The cross is the surest, truest and deepest window on the very heart and character of the living and loving God.
If you have never felt or known the sheer power and strength of God's love, take another look at Jesus dying on the cross.
Made for spirituality, we wallow in introspection. Made for joy, we settle for pleasure. Made for justice, we clamor for vengeance. Made for relationship, we insist on our own way. Made for beauty, we are satisfied with sentiment. But new creation has already begun. The sun has begun to rise. Christians are called to leave behind, in the tomb of Jesus Christ, all that belongs to the brokenness and incompleteness of the present world ... That, quite simply, is what it means to be Christian: to follow Jesus Christ into the new world, God's new world, which he has thrown open before us.

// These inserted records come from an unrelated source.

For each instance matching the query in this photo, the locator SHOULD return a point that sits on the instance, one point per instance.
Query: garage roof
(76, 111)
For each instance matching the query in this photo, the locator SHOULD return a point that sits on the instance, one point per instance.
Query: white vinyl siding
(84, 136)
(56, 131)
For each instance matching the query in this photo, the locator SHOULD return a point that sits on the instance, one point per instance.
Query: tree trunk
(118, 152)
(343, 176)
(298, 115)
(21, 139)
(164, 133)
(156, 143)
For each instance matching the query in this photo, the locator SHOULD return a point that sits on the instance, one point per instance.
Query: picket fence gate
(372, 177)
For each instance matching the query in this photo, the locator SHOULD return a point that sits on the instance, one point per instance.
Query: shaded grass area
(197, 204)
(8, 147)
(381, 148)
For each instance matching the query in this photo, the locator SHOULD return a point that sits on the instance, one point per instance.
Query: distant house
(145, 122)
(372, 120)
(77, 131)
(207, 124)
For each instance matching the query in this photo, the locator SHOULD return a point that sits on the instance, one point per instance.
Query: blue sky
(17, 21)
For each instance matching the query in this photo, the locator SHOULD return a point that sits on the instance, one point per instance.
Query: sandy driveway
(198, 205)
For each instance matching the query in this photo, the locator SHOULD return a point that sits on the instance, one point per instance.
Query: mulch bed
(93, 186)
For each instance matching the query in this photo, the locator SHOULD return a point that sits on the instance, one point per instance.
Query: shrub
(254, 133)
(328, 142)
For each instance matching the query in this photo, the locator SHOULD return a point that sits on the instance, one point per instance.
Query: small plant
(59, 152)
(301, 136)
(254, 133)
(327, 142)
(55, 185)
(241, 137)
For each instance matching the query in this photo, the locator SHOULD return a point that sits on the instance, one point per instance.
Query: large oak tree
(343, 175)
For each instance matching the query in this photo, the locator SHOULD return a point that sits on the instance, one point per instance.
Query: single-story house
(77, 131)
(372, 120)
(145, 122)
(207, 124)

Hope, for the Christian, is not wishful thinking or mere blind optimism. It is a mode of knowing, a mode within which new things are possible, options are not shut down, new creation can happen.
The closer you get to the truth, the clearer becomes the beauty, and the more you will find worship welling up within you. That's why theology and worship belong together.
True worship doesn't put on a show or make a fuss; true worship isn't forced, isn't half-hearted, doesn't keep looking at its watch, doesn't worry what the person in the next pew is doing. True worship is open to God, adoring God, waiting for God, trusting God even in the dark.
The cross is the place where, and the means by which, God loved us to the uttermost.